Еще издали Таня услышала со стороны подъемного моста голоса. Кажется, Поклеп Поклепыч перчил за что-то Пельменника, тот же басом оправдывался и сердито стучал по камням ручкой секиры. Решив, что умнее будет не попадаться им на глаза, Таня свернула на лестницу, ведущую на стены.
Она поднималась, точно на эшафот, и ни на минуту не могла выбросить из головы, что прощается с Тибидохсом навсегда. «Прощайте, ступеньки! Прощай, Большая Башня! Прощай, драконбольное поле!» – думала она, и воспоминания хаотически проносились у нее в памяти, точно подхваченные ветром сухие листья.
И страшная мысль, что ей придется умереть, что она сама заключила эту сделку с Чумой, только теперь полностью дошла до ее сознания. Но пути назад не было, а раз так, то нужно было идти до конца, и идти достойно, веря, что все, что она делает, имеет смысл.
«Если уж упал с самолета без парашюта, то падай с удовольствием и до последней минуты получай новые впечатления», – подумала Таня, и эта простенькая мысль слегка ее утешила.
Она поднялась на стену и, достав контрабас, приготовилась к полету.
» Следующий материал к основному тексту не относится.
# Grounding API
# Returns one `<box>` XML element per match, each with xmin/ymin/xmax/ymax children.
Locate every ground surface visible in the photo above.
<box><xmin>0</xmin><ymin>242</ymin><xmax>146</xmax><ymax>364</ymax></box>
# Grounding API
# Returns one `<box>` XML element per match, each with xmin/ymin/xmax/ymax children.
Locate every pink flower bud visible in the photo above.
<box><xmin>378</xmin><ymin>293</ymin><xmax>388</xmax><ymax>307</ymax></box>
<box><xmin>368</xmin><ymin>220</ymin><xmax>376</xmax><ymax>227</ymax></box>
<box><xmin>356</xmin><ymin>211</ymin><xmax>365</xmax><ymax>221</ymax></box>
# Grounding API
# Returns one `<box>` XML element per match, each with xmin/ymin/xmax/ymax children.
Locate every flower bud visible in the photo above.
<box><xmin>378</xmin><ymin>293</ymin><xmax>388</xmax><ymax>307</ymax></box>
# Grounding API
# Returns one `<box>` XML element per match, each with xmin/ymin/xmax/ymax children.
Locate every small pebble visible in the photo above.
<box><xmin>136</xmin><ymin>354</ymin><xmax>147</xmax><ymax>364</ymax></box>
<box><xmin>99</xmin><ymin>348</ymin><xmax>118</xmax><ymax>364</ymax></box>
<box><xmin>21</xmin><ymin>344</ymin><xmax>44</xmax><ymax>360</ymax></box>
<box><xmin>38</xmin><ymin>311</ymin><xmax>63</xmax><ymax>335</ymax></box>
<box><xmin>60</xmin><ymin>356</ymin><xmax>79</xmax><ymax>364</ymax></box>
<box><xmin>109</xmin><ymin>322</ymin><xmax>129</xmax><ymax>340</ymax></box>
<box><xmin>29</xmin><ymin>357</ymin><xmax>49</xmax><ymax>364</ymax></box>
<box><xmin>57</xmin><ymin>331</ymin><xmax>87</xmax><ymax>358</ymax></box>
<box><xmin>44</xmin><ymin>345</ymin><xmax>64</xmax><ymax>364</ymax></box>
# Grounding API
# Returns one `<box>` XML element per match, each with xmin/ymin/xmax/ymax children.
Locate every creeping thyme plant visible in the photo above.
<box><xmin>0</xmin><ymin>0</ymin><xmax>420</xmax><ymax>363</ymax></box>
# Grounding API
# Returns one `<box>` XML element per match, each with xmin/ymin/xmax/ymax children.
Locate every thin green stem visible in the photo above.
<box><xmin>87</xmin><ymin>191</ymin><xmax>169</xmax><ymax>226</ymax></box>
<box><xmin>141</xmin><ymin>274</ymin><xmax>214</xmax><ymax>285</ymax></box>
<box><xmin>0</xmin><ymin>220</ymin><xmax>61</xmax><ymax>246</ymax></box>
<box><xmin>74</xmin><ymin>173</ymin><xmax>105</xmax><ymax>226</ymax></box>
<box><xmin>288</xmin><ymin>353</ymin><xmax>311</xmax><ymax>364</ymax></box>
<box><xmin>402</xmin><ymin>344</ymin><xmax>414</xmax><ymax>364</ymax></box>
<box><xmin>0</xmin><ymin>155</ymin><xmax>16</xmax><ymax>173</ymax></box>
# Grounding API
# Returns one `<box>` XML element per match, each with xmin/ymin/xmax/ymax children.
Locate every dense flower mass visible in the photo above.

Она никогда прежде не была в Дубодаме и лишь приблизительно представляла, что ей предстоит лететь на северо-запад по изогнутой звездной дорожке, которая чем-то напоминает хорошо подсушенную тыквенную корку, с которой счистили всю мякоть.
До этой минуты Таня считала, что на стене, кроме нее, никого больше нет. Во всяком случае, считала так, пока не услышала голоса. Обернувшись, она увидела поручика Ржевского. Призрак, сквозь грудь которого рассеянно золотился медный грош луны, приближался к ней не один, а с Недолеченной Дамой под ручку. Дама была не в духе и за что-то пилила своего поручика, однако Ржевский отражал ее атаки с мужской мудростью. Не слушал жену, но предусмотрительно со всем соглашался.